Aerobic exercise also known as “cardio” gets your blood pumping and muscles working. Such exercises include: Swimming, Brisk Walking, Running, Gardening or Heavy cleaning, Playing soccer or Cycling.
Experts recommend aerobic exercise for 150 minutes or vigorous intensity activity for 75 minutes every week. Moderate activity includes swimming or brisk walking, whereas vigorous activity includes cycling or running.
Always approach any new exercise regime with caution. You can usually increase the intensity as your wellness level changes.
But why is aerobic exercise necessary?
Lowers Blood Pressure
You can lower your blood pressure by engaging in aerobic exercises. People with high blood pressure are encouraged to go jogging, walking, or swimming for 40 minutes per day. Cardio is found to be effective in reducing diastolic blood pressure and systolic blood pressure and heart rate.
Reduce Asthma Symptoms:
The severity and frequency of asthma attacks are lessened in people who do aerobic exercises. However, if you have asthma, you should consult your doctor before starting any new activity. Some specific precautions and actions are recommended for people with this chronic disease of the respiratory system.
Regular aerobic exercise can promote good sleep.
Participants involved in vigorous exercise for about four months after completed surveys about their sleep and overall temperament. The group reported more normal sleep patterns and hours of rest, as well as improvements in their daytime alertness and essentialness.
It was also noted that exercising very near sleep time may make it harder to fall asleep. Nonetheless, if you can’t exercise during the day, try some moderate-intensity exercises two hours before going to bed.
Improves Cardiovascular Health:
Most specialists recommend aerobic exercise to people with, or in danger of, coronary ailments. Such training can improve your cardiovascular fitness by increasing your capacity to use oxygen.
Aerobic exercise can also help reduce “awful” low-density lipoprotein (LDL) cholesterol levels and advancing “incredible” high-density lipoprotein (HDL) cholesterol.

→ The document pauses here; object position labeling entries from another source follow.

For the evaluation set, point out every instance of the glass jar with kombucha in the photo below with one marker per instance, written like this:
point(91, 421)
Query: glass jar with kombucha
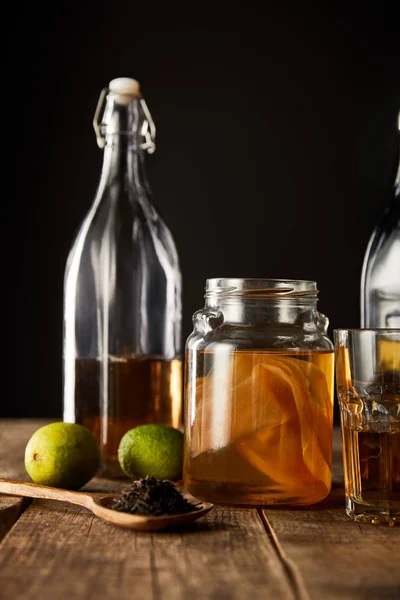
point(259, 395)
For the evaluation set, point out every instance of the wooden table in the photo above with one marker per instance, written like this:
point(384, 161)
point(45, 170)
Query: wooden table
point(50, 550)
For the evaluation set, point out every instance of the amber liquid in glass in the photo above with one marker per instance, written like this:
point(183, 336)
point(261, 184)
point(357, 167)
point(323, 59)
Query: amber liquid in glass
point(124, 392)
point(259, 427)
point(372, 465)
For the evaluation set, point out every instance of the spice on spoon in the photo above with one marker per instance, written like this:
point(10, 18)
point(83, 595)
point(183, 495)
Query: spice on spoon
point(150, 496)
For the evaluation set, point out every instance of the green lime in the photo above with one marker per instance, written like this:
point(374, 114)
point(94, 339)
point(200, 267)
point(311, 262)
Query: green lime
point(64, 455)
point(152, 450)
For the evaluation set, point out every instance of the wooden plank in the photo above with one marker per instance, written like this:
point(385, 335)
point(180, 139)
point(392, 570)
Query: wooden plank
point(53, 553)
point(63, 551)
point(329, 554)
point(10, 511)
point(333, 557)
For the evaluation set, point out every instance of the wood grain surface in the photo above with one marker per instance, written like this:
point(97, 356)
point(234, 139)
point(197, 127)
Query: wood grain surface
point(51, 551)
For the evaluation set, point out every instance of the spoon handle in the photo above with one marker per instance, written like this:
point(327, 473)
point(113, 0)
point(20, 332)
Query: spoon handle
point(32, 490)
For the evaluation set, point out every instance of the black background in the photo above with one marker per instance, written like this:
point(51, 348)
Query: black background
point(276, 146)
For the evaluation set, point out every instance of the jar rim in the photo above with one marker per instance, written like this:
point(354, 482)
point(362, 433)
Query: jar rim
point(257, 287)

Helps Regulate Blood Sugar:
Daily exercise reduces glucose and regulates insulin levels, all while maintaining body weight within precise boundaries. In considering individuals with type 2 diabetes, experts noticed that any exercise might have these results, either anaerobic or aerobic.
How do I know if I am burning fat?
A more solid pointer is just glancing in the mirror. Many of us despise gawping at ourselves, yet it’s a decent marker to see if weight loss is being achieved. As you get into a consistent exercise routine you should see less fat around the stomach, hips, legs, and shoulders.
For more on exercise, here are the 7 best exercises for everyone to stay fit.